# Reducing —JS: Functions

The last function of our three is the `reduce()` method (say "convolution"), which is used to aggregate data. Aggregation refers to an operation that calculates a value that depends on the entire dataset. Such operations, for example, include finding the average value, the sum of the elements, greater or lesser. This approach was dealt with in the course on arrays.

`reduce()` is a bit more complicated than `map()` and `filter()` but in general retains the general approach with function passing. Let's implement a code that finds the total amount of money a group of people have. Here you can see the aggregation at once, we need to reduce the amount of money of all users to a single value:

``````const users = [
{ name: 'John', amount: 19 },
{ name: 'Richard', amount: 1 },
{ name: 'Antony', amount: 4 },
{ name: 'Alex', amount: 16 },
];

let sum = 0;
for (const user of users) {
sum += user.amount;
}

console.log(sum); // => 40
``````

The main difference between aggregation and mapping and filtering is that the result of aggregation can be any type of data - both primitive and compound, such as an array. In addition, aggregation often involves initialization with an initial value, which is commonly referred to as an accumulator. In the example above, it is executed on the line `let sum = 0`. Here the variable `sum` "accumulates" the result within itself.

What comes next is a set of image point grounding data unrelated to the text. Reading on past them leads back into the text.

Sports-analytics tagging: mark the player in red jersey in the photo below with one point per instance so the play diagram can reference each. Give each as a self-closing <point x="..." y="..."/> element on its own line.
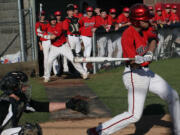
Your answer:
<point x="44" y="44"/>
<point x="123" y="19"/>
<point x="59" y="46"/>
<point x="158" y="18"/>
<point x="58" y="16"/>
<point x="167" y="13"/>
<point x="76" y="12"/>
<point x="174" y="17"/>
<point x="86" y="25"/>
<point x="138" y="42"/>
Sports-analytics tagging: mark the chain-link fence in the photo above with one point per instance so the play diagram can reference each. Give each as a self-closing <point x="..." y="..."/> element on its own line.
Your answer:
<point x="14" y="28"/>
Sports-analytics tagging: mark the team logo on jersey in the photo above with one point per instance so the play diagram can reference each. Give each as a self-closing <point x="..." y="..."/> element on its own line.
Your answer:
<point x="142" y="50"/>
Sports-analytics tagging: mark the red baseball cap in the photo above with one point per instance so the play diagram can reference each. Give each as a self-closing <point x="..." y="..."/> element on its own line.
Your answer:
<point x="57" y="13"/>
<point x="89" y="9"/>
<point x="75" y="6"/>
<point x="174" y="7"/>
<point x="159" y="9"/>
<point x="126" y="9"/>
<point x="112" y="10"/>
<point x="150" y="7"/>
<point x="167" y="6"/>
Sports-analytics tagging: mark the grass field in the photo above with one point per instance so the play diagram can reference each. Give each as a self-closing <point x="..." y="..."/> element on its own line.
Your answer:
<point x="109" y="87"/>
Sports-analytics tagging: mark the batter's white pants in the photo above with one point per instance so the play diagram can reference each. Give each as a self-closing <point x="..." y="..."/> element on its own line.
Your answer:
<point x="11" y="131"/>
<point x="66" y="51"/>
<point x="87" y="41"/>
<point x="75" y="43"/>
<point x="138" y="82"/>
<point x="46" y="49"/>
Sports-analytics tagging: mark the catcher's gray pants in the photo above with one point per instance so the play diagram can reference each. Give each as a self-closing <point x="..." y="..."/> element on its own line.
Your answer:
<point x="12" y="131"/>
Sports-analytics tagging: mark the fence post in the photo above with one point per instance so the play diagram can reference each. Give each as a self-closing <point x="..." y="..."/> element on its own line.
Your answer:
<point x="31" y="34"/>
<point x="94" y="52"/>
<point x="21" y="32"/>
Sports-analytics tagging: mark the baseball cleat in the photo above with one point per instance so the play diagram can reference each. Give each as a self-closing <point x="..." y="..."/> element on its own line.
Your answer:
<point x="46" y="80"/>
<point x="92" y="131"/>
<point x="85" y="76"/>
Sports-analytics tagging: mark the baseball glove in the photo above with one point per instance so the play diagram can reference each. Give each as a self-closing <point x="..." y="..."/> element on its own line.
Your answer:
<point x="31" y="129"/>
<point x="78" y="103"/>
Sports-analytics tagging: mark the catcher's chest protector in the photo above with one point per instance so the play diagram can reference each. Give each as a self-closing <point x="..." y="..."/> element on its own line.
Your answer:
<point x="74" y="25"/>
<point x="16" y="109"/>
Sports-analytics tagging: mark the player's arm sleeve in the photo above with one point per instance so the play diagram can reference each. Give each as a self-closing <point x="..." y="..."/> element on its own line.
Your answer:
<point x="36" y="106"/>
<point x="128" y="46"/>
<point x="4" y="107"/>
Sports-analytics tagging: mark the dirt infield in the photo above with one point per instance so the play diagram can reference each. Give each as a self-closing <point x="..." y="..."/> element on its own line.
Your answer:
<point x="79" y="127"/>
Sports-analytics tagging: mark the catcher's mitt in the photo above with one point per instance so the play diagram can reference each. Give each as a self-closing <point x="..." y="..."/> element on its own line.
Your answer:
<point x="31" y="129"/>
<point x="78" y="103"/>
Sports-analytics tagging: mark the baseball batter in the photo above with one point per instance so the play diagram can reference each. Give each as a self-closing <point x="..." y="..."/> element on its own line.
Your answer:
<point x="86" y="25"/>
<point x="138" y="41"/>
<point x="60" y="47"/>
<point x="44" y="44"/>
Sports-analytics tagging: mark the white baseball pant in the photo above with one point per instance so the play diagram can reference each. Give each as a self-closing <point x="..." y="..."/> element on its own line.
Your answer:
<point x="11" y="131"/>
<point x="75" y="43"/>
<point x="87" y="41"/>
<point x="137" y="82"/>
<point x="66" y="51"/>
<point x="46" y="49"/>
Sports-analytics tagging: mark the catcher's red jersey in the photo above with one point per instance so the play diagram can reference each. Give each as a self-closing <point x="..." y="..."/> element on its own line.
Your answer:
<point x="135" y="43"/>
<point x="174" y="17"/>
<point x="122" y="19"/>
<point x="79" y="15"/>
<point x="43" y="27"/>
<point x="58" y="31"/>
<point x="86" y="25"/>
<point x="102" y="22"/>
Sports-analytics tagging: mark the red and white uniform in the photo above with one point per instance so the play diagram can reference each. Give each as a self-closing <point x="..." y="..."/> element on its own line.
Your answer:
<point x="122" y="19"/>
<point x="138" y="82"/>
<point x="174" y="17"/>
<point x="60" y="47"/>
<point x="73" y="39"/>
<point x="79" y="15"/>
<point x="86" y="26"/>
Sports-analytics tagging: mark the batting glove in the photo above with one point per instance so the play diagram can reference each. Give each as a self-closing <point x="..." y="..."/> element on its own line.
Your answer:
<point x="139" y="59"/>
<point x="148" y="56"/>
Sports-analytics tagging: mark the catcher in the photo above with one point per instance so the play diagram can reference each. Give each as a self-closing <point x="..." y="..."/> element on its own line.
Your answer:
<point x="16" y="99"/>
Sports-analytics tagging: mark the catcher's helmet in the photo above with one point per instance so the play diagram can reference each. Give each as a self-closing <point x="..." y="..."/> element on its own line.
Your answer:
<point x="139" y="12"/>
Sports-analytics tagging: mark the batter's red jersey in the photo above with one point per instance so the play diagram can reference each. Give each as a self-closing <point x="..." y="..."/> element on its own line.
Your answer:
<point x="158" y="18"/>
<point x="43" y="27"/>
<point x="102" y="21"/>
<point x="79" y="15"/>
<point x="58" y="32"/>
<point x="86" y="25"/>
<point x="122" y="19"/>
<point x="134" y="43"/>
<point x="174" y="17"/>
<point x="166" y="16"/>
<point x="113" y="20"/>
<point x="66" y="23"/>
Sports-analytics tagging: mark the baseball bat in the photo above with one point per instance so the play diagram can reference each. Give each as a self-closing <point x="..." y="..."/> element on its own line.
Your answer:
<point x="99" y="59"/>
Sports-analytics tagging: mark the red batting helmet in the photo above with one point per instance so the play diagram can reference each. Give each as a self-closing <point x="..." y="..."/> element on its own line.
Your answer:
<point x="112" y="10"/>
<point x="57" y="13"/>
<point x="167" y="6"/>
<point x="90" y="9"/>
<point x="174" y="7"/>
<point x="126" y="9"/>
<point x="150" y="7"/>
<point x="139" y="12"/>
<point x="75" y="6"/>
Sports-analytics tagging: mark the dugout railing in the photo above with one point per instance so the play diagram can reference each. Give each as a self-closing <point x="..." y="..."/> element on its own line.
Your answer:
<point x="168" y="45"/>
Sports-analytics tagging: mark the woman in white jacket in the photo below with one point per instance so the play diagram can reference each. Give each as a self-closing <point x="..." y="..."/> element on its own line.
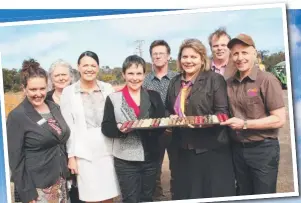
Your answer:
<point x="89" y="151"/>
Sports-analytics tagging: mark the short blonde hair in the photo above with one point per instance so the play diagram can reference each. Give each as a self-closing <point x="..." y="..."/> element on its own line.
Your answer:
<point x="197" y="46"/>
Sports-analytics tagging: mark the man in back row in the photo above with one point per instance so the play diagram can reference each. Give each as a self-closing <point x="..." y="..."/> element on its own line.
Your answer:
<point x="158" y="80"/>
<point x="220" y="62"/>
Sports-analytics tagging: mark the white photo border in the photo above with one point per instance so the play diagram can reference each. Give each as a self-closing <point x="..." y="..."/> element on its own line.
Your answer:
<point x="164" y="13"/>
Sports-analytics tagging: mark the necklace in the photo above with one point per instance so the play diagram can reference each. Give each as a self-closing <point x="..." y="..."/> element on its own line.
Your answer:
<point x="57" y="97"/>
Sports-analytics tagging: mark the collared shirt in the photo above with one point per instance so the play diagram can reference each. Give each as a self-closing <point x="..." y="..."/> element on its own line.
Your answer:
<point x="220" y="69"/>
<point x="151" y="82"/>
<point x="253" y="98"/>
<point x="93" y="104"/>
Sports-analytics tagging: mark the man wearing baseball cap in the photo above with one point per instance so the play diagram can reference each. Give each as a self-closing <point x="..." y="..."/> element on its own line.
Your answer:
<point x="258" y="111"/>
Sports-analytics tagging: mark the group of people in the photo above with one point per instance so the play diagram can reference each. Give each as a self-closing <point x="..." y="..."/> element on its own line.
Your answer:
<point x="75" y="129"/>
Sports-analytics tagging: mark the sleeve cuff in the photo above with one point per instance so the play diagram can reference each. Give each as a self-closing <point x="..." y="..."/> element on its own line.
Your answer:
<point x="29" y="195"/>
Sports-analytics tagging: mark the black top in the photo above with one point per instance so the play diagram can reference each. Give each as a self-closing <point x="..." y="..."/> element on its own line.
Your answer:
<point x="37" y="153"/>
<point x="49" y="95"/>
<point x="148" y="137"/>
<point x="208" y="95"/>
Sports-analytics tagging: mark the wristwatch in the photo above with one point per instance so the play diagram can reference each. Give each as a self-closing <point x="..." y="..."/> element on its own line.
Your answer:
<point x="245" y="125"/>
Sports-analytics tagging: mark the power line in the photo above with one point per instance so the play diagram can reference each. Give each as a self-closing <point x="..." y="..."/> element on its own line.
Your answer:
<point x="138" y="49"/>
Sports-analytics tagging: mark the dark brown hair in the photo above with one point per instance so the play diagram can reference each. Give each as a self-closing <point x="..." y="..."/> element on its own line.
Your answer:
<point x="31" y="69"/>
<point x="159" y="43"/>
<point x="218" y="33"/>
<point x="198" y="47"/>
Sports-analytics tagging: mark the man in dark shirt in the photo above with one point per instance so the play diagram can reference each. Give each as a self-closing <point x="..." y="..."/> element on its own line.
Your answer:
<point x="218" y="41"/>
<point x="158" y="80"/>
<point x="258" y="111"/>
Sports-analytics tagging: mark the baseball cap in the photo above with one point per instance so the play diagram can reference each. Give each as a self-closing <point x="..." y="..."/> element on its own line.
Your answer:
<point x="241" y="38"/>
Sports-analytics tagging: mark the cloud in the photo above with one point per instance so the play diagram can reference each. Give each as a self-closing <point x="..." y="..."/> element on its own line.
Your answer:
<point x="33" y="45"/>
<point x="294" y="35"/>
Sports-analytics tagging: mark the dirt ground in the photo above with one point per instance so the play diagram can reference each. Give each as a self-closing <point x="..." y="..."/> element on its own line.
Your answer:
<point x="285" y="176"/>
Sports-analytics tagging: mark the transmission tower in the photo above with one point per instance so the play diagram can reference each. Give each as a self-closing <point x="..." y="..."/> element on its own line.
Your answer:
<point x="138" y="49"/>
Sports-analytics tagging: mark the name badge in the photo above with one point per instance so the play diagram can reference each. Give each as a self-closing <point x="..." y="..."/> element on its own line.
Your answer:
<point x="42" y="121"/>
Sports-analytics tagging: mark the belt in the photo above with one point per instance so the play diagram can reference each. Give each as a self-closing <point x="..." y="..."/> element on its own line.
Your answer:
<point x="254" y="143"/>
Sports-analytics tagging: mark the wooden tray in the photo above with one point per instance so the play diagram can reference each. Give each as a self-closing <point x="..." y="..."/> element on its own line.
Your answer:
<point x="175" y="120"/>
<point x="176" y="126"/>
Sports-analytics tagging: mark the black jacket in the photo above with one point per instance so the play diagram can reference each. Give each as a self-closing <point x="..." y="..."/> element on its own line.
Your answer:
<point x="149" y="137"/>
<point x="37" y="154"/>
<point x="208" y="95"/>
<point x="49" y="95"/>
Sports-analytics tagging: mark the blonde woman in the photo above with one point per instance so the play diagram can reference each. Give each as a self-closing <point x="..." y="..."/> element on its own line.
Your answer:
<point x="204" y="164"/>
<point x="89" y="151"/>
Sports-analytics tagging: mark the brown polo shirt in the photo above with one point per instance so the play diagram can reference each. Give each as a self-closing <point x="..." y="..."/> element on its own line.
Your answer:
<point x="253" y="98"/>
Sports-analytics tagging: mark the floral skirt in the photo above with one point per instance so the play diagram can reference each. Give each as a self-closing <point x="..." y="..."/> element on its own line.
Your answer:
<point x="56" y="193"/>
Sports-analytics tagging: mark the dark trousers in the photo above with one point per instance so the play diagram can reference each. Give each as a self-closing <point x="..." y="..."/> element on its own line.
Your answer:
<point x="256" y="166"/>
<point x="166" y="144"/>
<point x="205" y="175"/>
<point x="136" y="180"/>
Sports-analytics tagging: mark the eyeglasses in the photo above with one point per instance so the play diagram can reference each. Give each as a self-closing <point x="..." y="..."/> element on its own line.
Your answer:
<point x="158" y="54"/>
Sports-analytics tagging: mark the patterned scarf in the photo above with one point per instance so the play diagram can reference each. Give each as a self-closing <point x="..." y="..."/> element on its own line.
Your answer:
<point x="179" y="106"/>
<point x="54" y="125"/>
<point x="132" y="104"/>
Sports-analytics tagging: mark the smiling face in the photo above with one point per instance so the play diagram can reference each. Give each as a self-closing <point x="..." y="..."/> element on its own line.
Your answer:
<point x="243" y="56"/>
<point x="61" y="77"/>
<point x="134" y="77"/>
<point x="219" y="48"/>
<point x="160" y="56"/>
<point x="191" y="61"/>
<point x="88" y="69"/>
<point x="36" y="90"/>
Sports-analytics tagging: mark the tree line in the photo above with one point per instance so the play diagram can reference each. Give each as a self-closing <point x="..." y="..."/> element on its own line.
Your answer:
<point x="12" y="79"/>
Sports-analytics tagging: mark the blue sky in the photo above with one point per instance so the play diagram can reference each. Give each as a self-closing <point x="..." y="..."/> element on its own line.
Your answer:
<point x="113" y="39"/>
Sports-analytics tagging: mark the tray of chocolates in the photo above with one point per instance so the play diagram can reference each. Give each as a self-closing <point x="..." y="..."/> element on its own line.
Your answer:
<point x="195" y="121"/>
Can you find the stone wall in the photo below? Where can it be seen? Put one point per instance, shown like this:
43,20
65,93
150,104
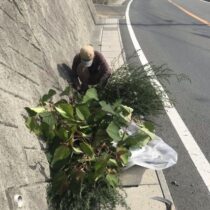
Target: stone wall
36,36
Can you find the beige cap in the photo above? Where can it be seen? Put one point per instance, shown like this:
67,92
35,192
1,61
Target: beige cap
87,53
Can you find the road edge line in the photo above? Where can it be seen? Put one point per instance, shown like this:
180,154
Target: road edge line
199,160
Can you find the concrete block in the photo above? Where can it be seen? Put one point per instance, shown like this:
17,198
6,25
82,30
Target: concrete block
140,198
33,197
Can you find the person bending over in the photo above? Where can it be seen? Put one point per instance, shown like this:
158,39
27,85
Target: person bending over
89,68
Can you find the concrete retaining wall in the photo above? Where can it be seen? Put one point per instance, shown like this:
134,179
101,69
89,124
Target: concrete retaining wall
35,37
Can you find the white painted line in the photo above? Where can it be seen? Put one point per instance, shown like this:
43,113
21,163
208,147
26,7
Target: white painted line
198,158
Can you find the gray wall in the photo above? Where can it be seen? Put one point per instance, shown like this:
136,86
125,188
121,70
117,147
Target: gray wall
35,36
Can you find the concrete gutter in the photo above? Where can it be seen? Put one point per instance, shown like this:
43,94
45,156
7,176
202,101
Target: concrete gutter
153,183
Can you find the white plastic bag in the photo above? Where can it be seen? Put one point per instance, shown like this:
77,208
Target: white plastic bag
155,155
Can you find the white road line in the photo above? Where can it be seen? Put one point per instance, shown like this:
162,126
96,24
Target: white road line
198,158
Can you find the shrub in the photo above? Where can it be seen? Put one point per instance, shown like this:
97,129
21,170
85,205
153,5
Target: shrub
88,142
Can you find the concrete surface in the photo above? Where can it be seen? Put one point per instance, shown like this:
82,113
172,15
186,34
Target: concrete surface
35,37
138,198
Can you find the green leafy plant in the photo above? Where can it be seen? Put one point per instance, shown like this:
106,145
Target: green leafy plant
132,85
88,144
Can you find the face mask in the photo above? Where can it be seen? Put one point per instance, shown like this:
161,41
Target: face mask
87,63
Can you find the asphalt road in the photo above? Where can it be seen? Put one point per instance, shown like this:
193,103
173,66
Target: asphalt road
169,36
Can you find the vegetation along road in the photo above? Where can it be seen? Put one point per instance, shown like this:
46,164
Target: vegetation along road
177,33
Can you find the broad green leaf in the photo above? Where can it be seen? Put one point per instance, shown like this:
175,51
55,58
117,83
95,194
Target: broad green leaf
123,154
112,180
65,110
91,94
82,112
32,124
77,150
48,118
62,134
87,149
48,131
101,135
106,107
150,126
127,110
48,96
113,131
61,153
76,180
30,112
39,109
66,91
112,162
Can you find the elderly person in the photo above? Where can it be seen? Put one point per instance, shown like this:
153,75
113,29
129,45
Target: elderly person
89,68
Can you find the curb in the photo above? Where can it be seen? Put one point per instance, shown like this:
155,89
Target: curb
164,188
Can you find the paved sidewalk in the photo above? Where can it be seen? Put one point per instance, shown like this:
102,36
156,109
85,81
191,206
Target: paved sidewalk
153,183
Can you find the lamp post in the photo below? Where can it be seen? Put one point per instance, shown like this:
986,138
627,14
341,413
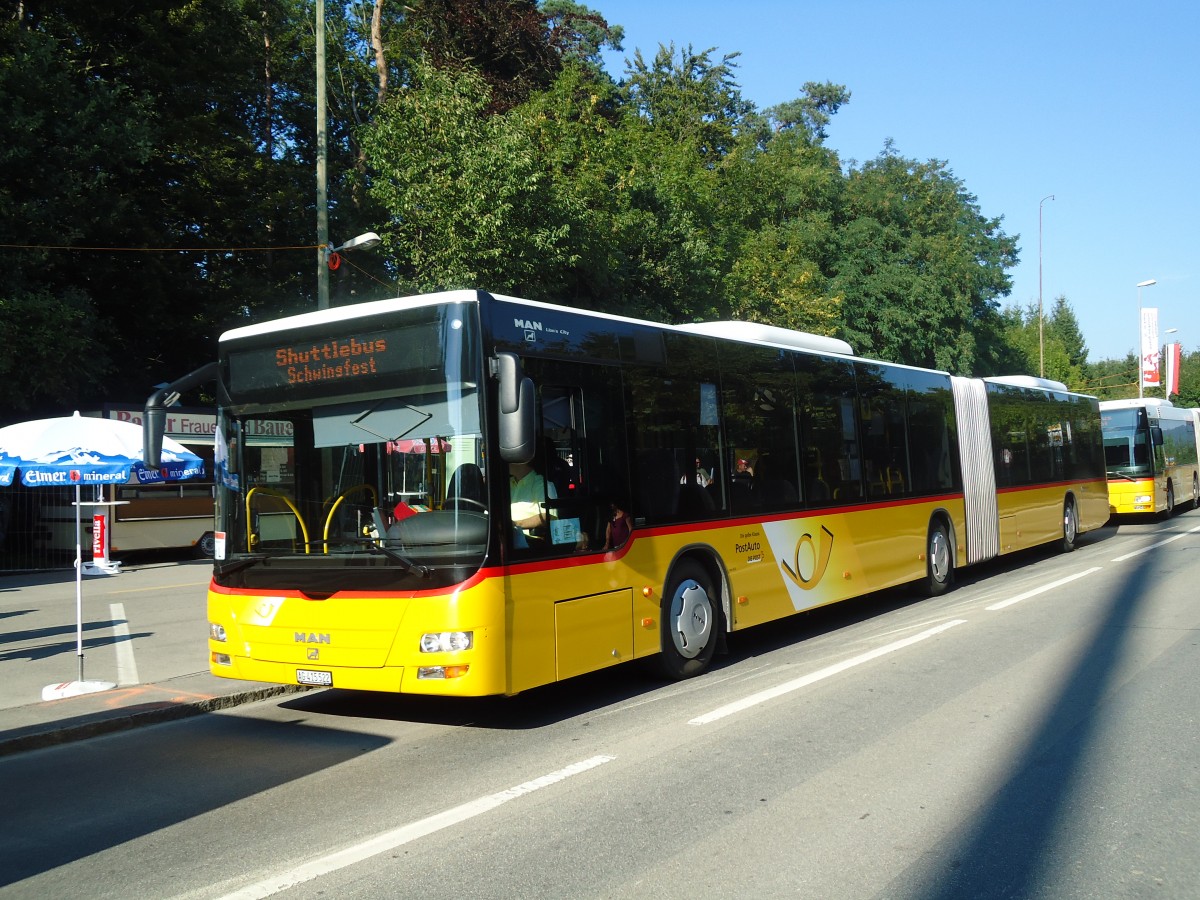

Let's look at another example of aggregation - grouping user names by age:

``````const users = [
{ name: 'Peter', age: 4 },
{ name: 'John', age: 19 },
{ name: 'Antony', age: 4 },
{ name: 'Alex', age: 16 },
];

const usersByAge = {};
for (const { age, name } of users) {
// Check if the age property has already been added to the resulting object or not
if (!Object.hasOwn(usersByAge, age)) {
usersByAge[age] = [];
}
usersByAge[age].push(name);
}

console.log(usersByAge);
// => { 4: [ 'Peter', 'Antony' ], 16: [ 'Alex' ], 19: [ 'John' ] }
``````

In this example, the result of the aggregation is an object that has arrays written in its properties. This result is initially initiated by an empty object, and then gradually, at each iteration, is "filled" with the desired data. The value that accumulates the result of aggregation is commonly referred to as the word "accumulator". In the examples above, these are `sum` and `usersByAge`.

Let's implement the first example using `reduce()`:

``````const users = [
{ name: 'John', amount: 19 },
{ name: 'Richard', amount: 1 },
{ name: 'Antony', amount: 4 },
{ name: 'Alex', amount: 16 },
];

const sum = users.reduce((acc, user) => {
const newAcc = acc + user.amount;
return newAcc;
}, 0);
// const sum = users.reduce((acc, user) => acc + user.amount, 0);

// Let's describe
// user: John, acc = 0, return value 0 + 19
// user: Richard, acc = 19, return value 19 + 1
// user: Antony, acc = 20, return value 20 + 4
// user: Alex, acc = 24, return value 24 + 16
console.log(sum); // => 40
``````

The `reduce()` method takes two parameters as input, the handler function and the initial accumulator value. The same accumulator returns to the outside as the result of the entire operation.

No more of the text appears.